Nesse sentido, embora a área de difusão da sigillata oriental tenha sido majoritariamente a metade oriental do Mediterrâneo, sua produção se estende e abrange porções da parte ocidental, como por exemplo, as áreas de Pompéia, Tripolitânia e Santarém, onde esse tipo cerâmico pode ser atestado.

Para não criar a falsa impressão que cerâmica terra-sigillata é tratada aqui como um bloco monolítico, ou ainda, está dividida entre a produção itálica e a produção oriental, é pertinente apresentar os diferentes tipos existentes, com o propósito de nuançar suas diferenças e semelhanças, dadas as variações existentes.

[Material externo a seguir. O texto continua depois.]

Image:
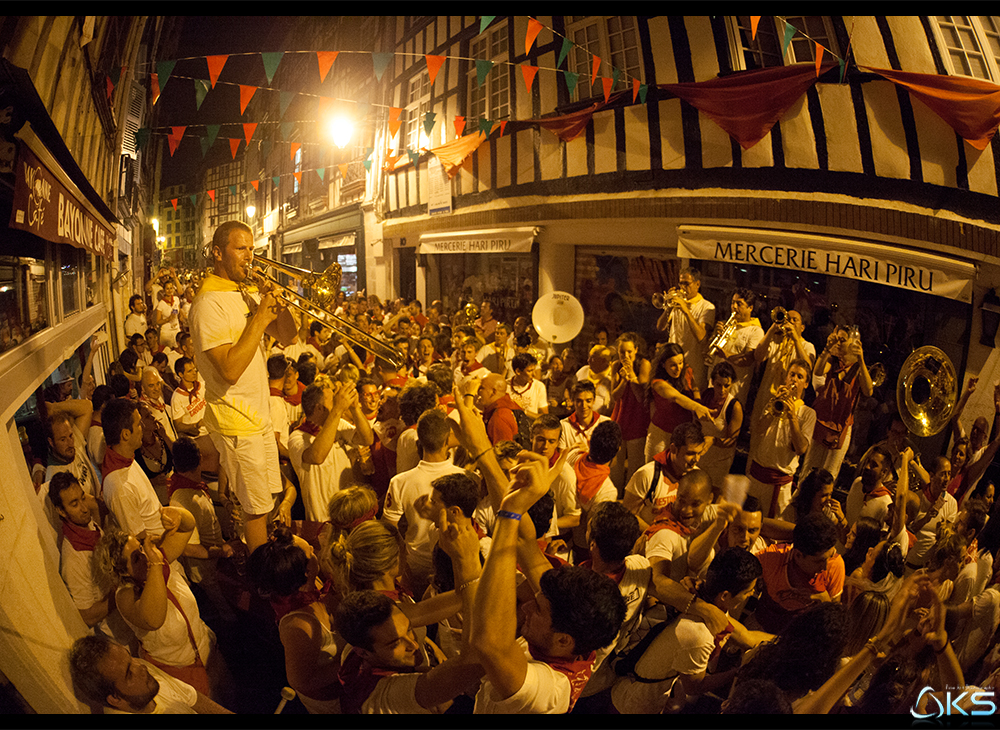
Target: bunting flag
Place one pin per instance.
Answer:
(434, 64)
(271, 62)
(246, 94)
(215, 64)
(380, 62)
(747, 105)
(529, 73)
(325, 60)
(482, 70)
(534, 28)
(969, 106)
(200, 92)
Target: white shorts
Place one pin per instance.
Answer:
(251, 462)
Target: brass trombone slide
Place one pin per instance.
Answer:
(325, 285)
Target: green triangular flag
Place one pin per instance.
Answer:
(482, 69)
(200, 92)
(163, 71)
(789, 32)
(571, 79)
(380, 61)
(564, 51)
(284, 99)
(271, 61)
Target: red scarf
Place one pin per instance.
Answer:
(191, 393)
(577, 671)
(113, 461)
(83, 539)
(589, 477)
(179, 481)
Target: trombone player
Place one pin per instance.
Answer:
(689, 318)
(228, 326)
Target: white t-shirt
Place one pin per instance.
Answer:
(319, 482)
(404, 490)
(219, 318)
(544, 692)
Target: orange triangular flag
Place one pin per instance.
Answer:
(534, 28)
(325, 59)
(215, 64)
(246, 94)
(529, 75)
(433, 66)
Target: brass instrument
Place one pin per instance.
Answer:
(926, 391)
(324, 286)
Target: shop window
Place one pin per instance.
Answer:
(23, 301)
(969, 44)
(615, 40)
(763, 50)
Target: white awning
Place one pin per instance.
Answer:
(492, 240)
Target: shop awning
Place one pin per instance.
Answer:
(863, 261)
(48, 203)
(491, 240)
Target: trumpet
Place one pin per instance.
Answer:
(325, 286)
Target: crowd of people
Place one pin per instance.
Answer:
(451, 515)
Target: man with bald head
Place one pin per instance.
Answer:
(498, 409)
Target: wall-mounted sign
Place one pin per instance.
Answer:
(871, 262)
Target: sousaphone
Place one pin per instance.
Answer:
(926, 391)
(557, 317)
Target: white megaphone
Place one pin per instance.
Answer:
(557, 317)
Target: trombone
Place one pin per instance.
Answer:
(325, 286)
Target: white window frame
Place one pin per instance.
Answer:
(980, 35)
(736, 47)
(498, 81)
(580, 59)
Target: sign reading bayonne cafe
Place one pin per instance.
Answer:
(904, 269)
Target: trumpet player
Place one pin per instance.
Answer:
(228, 327)
(786, 427)
(740, 347)
(689, 318)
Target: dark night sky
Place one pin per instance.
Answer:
(209, 35)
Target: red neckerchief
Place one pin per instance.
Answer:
(179, 481)
(299, 599)
(667, 521)
(190, 393)
(575, 423)
(309, 427)
(358, 679)
(589, 477)
(113, 461)
(83, 539)
(577, 671)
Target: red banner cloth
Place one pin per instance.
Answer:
(969, 106)
(746, 105)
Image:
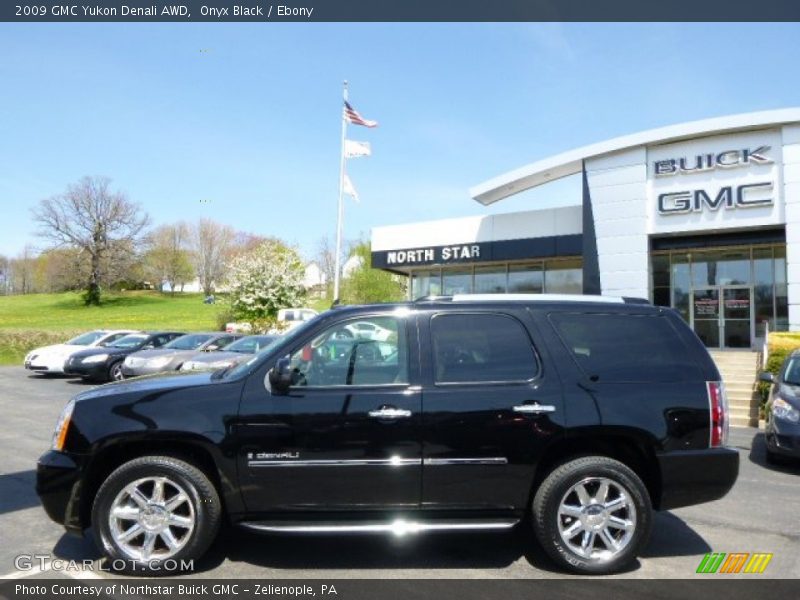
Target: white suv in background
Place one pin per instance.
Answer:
(50, 359)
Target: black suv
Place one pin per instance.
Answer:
(462, 413)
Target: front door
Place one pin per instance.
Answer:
(346, 434)
(722, 316)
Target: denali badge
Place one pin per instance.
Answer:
(707, 162)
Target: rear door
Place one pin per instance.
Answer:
(491, 406)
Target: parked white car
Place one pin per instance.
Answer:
(50, 359)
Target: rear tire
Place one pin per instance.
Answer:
(153, 513)
(592, 515)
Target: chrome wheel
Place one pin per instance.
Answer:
(597, 518)
(152, 518)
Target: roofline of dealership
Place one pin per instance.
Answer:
(571, 162)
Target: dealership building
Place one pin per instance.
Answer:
(702, 216)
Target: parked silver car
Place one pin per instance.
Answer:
(172, 356)
(237, 352)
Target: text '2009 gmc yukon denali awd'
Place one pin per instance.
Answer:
(469, 412)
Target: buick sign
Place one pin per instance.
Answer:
(716, 160)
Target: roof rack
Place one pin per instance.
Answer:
(533, 298)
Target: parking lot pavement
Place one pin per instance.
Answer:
(759, 515)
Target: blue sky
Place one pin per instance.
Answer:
(241, 122)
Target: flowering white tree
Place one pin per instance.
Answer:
(264, 280)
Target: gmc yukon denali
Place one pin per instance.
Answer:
(574, 416)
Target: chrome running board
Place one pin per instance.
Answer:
(397, 527)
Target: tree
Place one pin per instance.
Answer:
(168, 258)
(104, 225)
(265, 280)
(212, 243)
(365, 285)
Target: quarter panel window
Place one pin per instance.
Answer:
(473, 348)
(625, 348)
(366, 351)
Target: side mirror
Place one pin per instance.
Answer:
(280, 376)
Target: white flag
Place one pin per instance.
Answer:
(349, 189)
(353, 149)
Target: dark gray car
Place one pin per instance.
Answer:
(173, 355)
(237, 352)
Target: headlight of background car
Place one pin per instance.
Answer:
(95, 358)
(783, 410)
(159, 362)
(62, 426)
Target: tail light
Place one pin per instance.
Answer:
(718, 404)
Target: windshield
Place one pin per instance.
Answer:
(189, 342)
(791, 375)
(129, 341)
(287, 339)
(251, 344)
(86, 338)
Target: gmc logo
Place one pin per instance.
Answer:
(749, 195)
(708, 162)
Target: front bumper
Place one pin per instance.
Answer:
(696, 476)
(782, 437)
(40, 365)
(58, 485)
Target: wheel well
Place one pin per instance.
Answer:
(634, 453)
(119, 454)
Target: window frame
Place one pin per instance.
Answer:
(494, 382)
(401, 320)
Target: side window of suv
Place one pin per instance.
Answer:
(625, 348)
(473, 348)
(350, 354)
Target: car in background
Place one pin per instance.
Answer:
(239, 351)
(105, 364)
(782, 411)
(171, 356)
(50, 359)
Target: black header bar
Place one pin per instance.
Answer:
(400, 10)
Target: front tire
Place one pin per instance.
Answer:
(592, 515)
(153, 513)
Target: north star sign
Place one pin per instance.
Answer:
(749, 195)
(433, 255)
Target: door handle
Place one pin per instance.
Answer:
(389, 412)
(534, 409)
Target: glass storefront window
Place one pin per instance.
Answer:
(525, 279)
(490, 280)
(456, 281)
(563, 277)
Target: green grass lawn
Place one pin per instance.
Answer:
(36, 319)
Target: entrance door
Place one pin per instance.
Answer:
(736, 317)
(722, 316)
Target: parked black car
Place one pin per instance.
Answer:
(470, 413)
(105, 364)
(782, 430)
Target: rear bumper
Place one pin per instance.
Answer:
(783, 437)
(58, 485)
(696, 476)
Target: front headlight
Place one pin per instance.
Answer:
(95, 358)
(785, 411)
(62, 426)
(161, 361)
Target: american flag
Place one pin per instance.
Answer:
(352, 116)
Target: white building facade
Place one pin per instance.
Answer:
(703, 217)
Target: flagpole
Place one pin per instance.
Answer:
(341, 204)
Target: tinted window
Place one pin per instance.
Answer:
(350, 354)
(632, 348)
(481, 347)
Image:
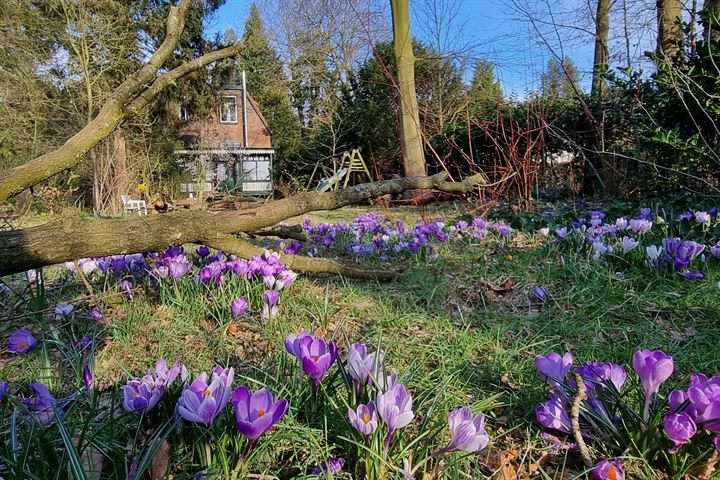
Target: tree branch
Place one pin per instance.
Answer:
(127, 100)
(70, 238)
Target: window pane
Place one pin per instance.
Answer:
(263, 170)
(228, 109)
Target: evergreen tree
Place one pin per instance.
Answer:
(267, 83)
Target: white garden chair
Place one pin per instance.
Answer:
(130, 205)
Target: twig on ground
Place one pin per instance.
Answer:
(579, 397)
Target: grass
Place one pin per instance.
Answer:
(463, 328)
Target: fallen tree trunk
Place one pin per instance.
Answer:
(67, 239)
(126, 101)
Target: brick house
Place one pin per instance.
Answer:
(232, 145)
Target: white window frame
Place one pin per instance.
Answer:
(223, 110)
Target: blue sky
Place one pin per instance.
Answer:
(499, 32)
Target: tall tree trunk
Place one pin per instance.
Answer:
(127, 100)
(69, 238)
(410, 138)
(600, 61)
(711, 29)
(669, 15)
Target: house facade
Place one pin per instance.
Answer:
(231, 148)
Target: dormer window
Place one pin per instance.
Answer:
(228, 109)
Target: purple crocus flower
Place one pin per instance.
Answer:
(96, 314)
(653, 367)
(540, 293)
(364, 419)
(704, 397)
(239, 307)
(206, 396)
(142, 394)
(467, 433)
(685, 253)
(553, 414)
(21, 341)
(177, 269)
(553, 368)
(256, 413)
(285, 279)
(127, 286)
(608, 470)
(87, 377)
(361, 364)
(40, 404)
(64, 309)
(703, 218)
(395, 408)
(696, 275)
(715, 250)
(316, 357)
(599, 374)
(333, 466)
(629, 243)
(293, 342)
(679, 427)
(685, 216)
(640, 226)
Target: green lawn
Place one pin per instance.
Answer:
(462, 328)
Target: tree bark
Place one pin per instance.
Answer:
(600, 61)
(669, 16)
(127, 100)
(711, 24)
(411, 141)
(67, 239)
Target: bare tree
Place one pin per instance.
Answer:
(126, 101)
(669, 18)
(410, 136)
(600, 58)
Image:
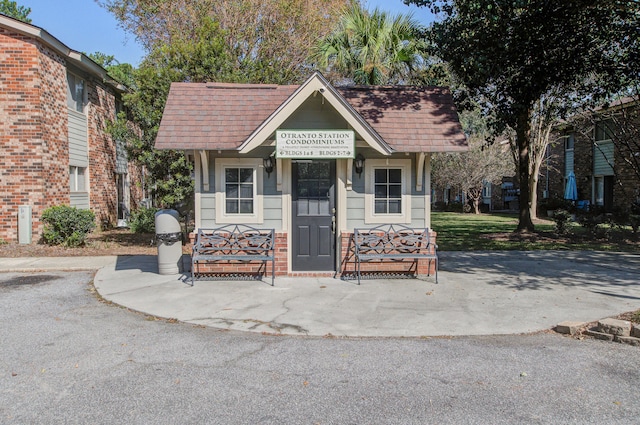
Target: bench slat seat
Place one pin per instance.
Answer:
(234, 243)
(393, 242)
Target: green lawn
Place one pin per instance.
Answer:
(470, 232)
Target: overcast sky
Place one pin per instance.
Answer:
(86, 27)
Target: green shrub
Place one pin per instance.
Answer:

a) Terra sigillata itálica

A menção de Plínio sobre Arezzo (Arretium) como centro produtor de cerâmica acarretou a ilação de que esse seria o único local – ou o mais importante – onde esse tipo cerâmico era produzido. Os autores do final do século XIX e inícios do XX buscaram uma maior sistematização nesse estudo e Dragendorff (1985) designou muitas das formas que são identificadas até hoje, sobretudo na Gália; seguido cronologicamente pelos estudos de Loeschcke (1909), que, baseado no estudo da sigillata presente na base militar de Haltern, apregoou a hipótese da existência de um único centro produtor.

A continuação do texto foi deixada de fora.